VRP Backtest: The Fill Model Is the Edge (8-Year Study, 2026) | FlashAlpha

VRP Backtest: The Fill Model Is the Edge (8-Year Study, 2026)

Same VRP strategy, same signal, same 8 years, same trades. Change only the fill model and SPY total return swings from -5% to +62%. The "edge" lives in the fill assumption, not the signal.

T
Tomasz Dobrowolski Quant Engineer
May 20, 2026
33 min read
VRP VolatilityRiskPremium Backtest FillModel OptionsStrategy ExecutionRisk

We ran a frozen volatility-risk-premium short-put-spread strategy across six liquid US underlyings, with a leak-free signal, over 2019 to 2026, and varied nothing but the execution model. The result is uncomfortable for anyone who has ever published a "VRP returns X%" chart: the X is almost entirely a function of how you assume your limit orders fill.

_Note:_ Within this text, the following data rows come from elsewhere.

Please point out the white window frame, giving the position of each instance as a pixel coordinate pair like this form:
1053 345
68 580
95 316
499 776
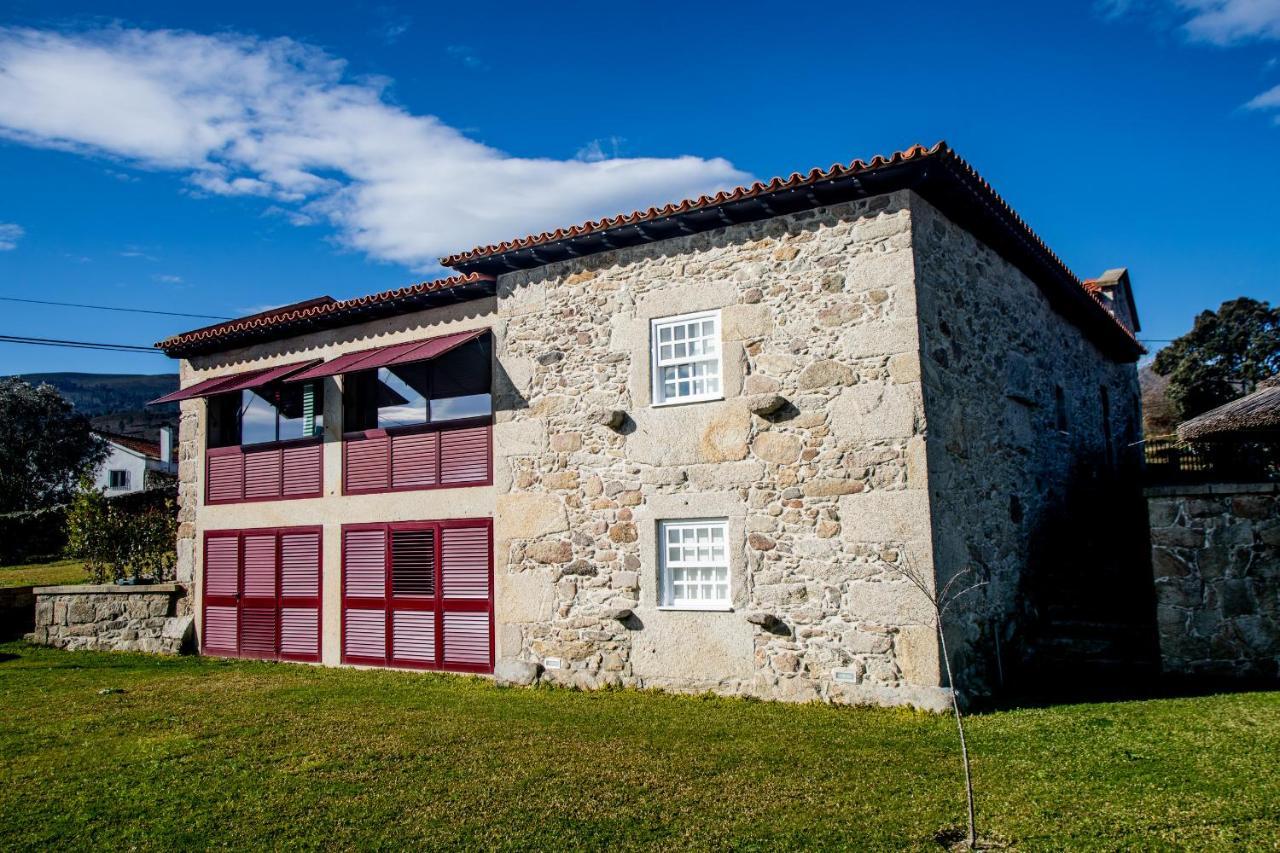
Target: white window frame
657 364
666 585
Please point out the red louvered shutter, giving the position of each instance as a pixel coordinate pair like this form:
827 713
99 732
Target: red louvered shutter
259 605
414 594
466 582
301 474
364 594
419 594
300 596
415 460
366 464
224 477
263 473
465 455
222 592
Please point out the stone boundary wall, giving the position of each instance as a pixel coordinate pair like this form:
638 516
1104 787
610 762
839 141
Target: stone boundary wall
119 619
17 610
1216 564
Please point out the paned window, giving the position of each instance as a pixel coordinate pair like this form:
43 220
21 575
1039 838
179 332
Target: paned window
686 359
275 413
694 564
449 387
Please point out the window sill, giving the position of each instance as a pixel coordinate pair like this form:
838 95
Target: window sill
685 401
695 609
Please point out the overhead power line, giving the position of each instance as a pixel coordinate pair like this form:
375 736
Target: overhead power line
77 345
115 308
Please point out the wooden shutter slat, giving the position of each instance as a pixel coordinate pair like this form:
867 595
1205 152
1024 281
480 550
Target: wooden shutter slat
300 632
222 628
466 638
257 632
301 474
364 564
415 460
365 634
465 455
465 562
225 475
222 565
263 474
260 566
414 562
414 635
300 565
366 464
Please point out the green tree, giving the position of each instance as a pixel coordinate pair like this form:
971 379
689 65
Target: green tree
44 446
1224 356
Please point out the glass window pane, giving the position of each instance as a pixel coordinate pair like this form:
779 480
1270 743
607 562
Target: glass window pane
257 418
401 395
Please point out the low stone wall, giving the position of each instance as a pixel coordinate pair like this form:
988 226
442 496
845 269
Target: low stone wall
17 610
108 617
1216 564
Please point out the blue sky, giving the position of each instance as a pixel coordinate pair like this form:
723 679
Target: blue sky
223 158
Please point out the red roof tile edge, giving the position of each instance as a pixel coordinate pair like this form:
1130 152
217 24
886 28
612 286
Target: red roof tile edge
940 150
315 309
132 442
737 194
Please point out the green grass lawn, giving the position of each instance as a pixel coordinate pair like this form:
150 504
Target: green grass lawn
44 574
126 751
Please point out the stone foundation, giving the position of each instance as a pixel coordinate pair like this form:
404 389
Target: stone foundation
17 605
119 619
1216 562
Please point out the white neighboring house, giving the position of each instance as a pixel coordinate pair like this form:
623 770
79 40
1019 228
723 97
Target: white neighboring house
129 460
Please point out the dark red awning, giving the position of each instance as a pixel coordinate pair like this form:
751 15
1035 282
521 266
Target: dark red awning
389 355
236 382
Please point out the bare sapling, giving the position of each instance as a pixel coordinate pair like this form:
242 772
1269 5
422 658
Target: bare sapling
940 602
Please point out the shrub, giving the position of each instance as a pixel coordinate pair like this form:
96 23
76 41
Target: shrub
119 541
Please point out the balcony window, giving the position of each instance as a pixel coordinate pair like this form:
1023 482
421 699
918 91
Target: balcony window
453 386
274 413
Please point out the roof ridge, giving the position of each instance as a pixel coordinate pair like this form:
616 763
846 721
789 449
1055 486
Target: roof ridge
723 196
316 308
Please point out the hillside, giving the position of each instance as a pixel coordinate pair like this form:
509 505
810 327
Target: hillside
117 402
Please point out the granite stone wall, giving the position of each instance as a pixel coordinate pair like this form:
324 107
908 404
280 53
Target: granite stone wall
823 496
1028 466
109 617
1216 565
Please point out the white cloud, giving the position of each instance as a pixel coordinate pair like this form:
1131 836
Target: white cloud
1216 22
9 236
1228 22
284 121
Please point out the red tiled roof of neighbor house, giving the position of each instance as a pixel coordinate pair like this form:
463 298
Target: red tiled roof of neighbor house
133 443
324 311
937 173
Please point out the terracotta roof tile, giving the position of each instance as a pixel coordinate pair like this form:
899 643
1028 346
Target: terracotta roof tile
132 442
301 313
739 194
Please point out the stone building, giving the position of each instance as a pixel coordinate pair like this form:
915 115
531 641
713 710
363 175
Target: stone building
693 447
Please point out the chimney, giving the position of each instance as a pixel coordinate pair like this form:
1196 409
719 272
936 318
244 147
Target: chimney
167 445
1116 293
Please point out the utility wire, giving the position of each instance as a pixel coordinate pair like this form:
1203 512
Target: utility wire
113 308
77 345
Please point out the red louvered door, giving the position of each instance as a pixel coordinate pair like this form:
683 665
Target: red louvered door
222 594
300 596
263 593
419 594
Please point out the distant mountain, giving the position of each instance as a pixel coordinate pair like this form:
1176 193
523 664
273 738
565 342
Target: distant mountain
117 402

This piece is the follow-up and partial correction to our earlier honest 7-year cross-sectional VRP backtest. That article used a worst-case post-and-wait fill model and concluded the edge did not survive honest execution. The conclusion was incomplete: the worst-case bound is one side of a range. The other side, using the conventional public-backtest assumption, is strongly positive. The truth is the bracket, and the bracket straddles zero.

For background on the dealer-positioning forces these strategies sell into, see our explainer on gamma exposure (GEX). For the data plumbing under these runs, see historical options analytics replay and the Historical API documentation.

-5% to +71%
Range of 7-year total return across underlyings, on identical trades and signal, varying only the fill model
QQQ: -1.6% to +71%
Same name, same signal, same period. Sharpe swings from -0.08 to +1.05 on the fill assumption alone
Same signal. Same trades.
The entire backtested "edge" lives in the gap between honest and idealized fills, not in the signal

TL;DR

One frozen VRP short-put-spread strategy, one leak-free signal, 2019 to 2026, with only the execution model varied:

  • Honest model (post a limit, wait, you only fill when the market crosses your price, i.e. when the trade is already moving against you): the strategy is breakeven-to-losing on all six underlyings. Sharpe ranges from -0.39 to +0.23; three of six lose money.
  • Idealized model (instant fill at the bid/ask midpoint, 100% fill rate, the assumption in virtually every public VRP backtest): the strategy is strongly positive. SPY +62%, QQQ +71%, NVDA +70%, AMZN +48% total return. Sharpe up to 1.12. QQQ flips from losing money over seven years to +71%.
  • The entire "edge" lives in the gap between those two assumptions. It is not in the signal. It is not in the structure. It is in the fill model.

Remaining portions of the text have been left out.